We are seeking a highly motivated and technically proficient Senior Penetration Tester to join our security research division. This role is dedicated to performing advanced offensive security assessments against the biggest companies in the world

You need to be independent, attentive to details, organized, eager to learn new things, and like to research and solve problems

What you’ll do:

• Lead and execute comprehensive, technically rigorous penetration tests targeting complex web applications, modern API architectures, and enterprise systems for organizations with significant global presence.
• Engage in sophisticated Red Team projects, including the identification of undisclosed API endpoints, development of novel bypass techniques for established security controls, and lateral movement within target environments.
• Contribute substantively to the design, development, and maintenance of proprietary internal security tools and automation frameworks to enhance the efficacy and efficiency of offensive operations.

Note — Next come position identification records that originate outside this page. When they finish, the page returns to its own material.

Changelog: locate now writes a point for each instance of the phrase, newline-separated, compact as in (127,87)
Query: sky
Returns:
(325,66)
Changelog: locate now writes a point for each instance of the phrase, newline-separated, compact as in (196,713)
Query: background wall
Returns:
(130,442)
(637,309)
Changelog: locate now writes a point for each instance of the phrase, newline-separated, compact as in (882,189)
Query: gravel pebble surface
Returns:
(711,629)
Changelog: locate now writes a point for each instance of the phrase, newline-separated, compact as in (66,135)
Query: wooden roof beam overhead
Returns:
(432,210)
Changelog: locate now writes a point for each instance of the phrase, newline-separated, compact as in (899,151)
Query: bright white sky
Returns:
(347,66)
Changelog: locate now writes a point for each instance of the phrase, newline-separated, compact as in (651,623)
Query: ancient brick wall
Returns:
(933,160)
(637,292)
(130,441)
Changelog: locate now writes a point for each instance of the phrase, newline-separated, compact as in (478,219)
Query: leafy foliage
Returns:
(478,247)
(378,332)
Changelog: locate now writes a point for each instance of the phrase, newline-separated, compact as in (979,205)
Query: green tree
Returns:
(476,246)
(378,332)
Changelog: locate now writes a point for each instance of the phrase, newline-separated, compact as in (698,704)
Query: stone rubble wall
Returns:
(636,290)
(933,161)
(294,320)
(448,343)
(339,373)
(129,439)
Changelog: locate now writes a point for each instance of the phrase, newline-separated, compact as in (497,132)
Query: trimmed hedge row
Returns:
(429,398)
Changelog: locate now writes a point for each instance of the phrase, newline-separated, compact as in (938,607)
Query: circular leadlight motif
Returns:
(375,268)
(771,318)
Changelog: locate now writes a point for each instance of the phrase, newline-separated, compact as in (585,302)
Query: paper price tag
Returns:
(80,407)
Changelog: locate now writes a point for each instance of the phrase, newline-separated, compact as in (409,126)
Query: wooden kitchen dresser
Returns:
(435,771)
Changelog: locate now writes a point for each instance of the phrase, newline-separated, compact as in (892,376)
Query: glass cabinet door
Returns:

• Minimum of 3 years of proven, hands-on experience in application security analysis, with a heavy emphasis on complex API penetration testing and a mastery of the OWASP Top 10 landscape.
• Proficiency in developing and automating tasks using at least one language like Python, JavaScript, or GoLang.
• Strong experience with static and dynamic analysis of Android and iOS applications, including hands-on experience with techniques like detours, hooking, and runtime code manipulation
• Deep, hands-on knowledge of the latest tactics, techniques, and procedures (TTPs) used in advanced penetration testing and network analysis.
• Ability to author comprehensive and technically rigorous reports detailing identified vulnerabilities and research outcomes.

Nice to have:

• OSCP, OSWE, eWPTXv2, CRTP, or other high-level offensive certifications.
• Hands-on experience with industry-standard reversing tools like JADX, Ghidra, or IDA Pro.
• Demonstrated online achievements, write-ups, or contributions on platforms such as HackTheBox, Pwn2Own, TryHackMe, Bug Bounty programs, or published security research.

ActiveFence is the leading provider of security and safety solutions for online experiences, safeguarding more than 3 billion users, top foundation models, and the world’s largest enterprises and tech platforms every day.

As a trusted ally to major technology firms and Fortune 500 brands that build user-generated and GenAI products, ActiveFence empowers security, AI, and policy teams with low-latency Real-Time Guardrails and a continuous Red Teaming program that pressure-tests systems with adversarial prompts and emerging threat techniques. Powered by deep threat intelligence, unmatched harmful-content detection, and coverage of 117+ languages, ActiveFence enables organizations to deliver engaging and trustworthy experiences at global scale while operating safely and responsibly across all threat landscapes.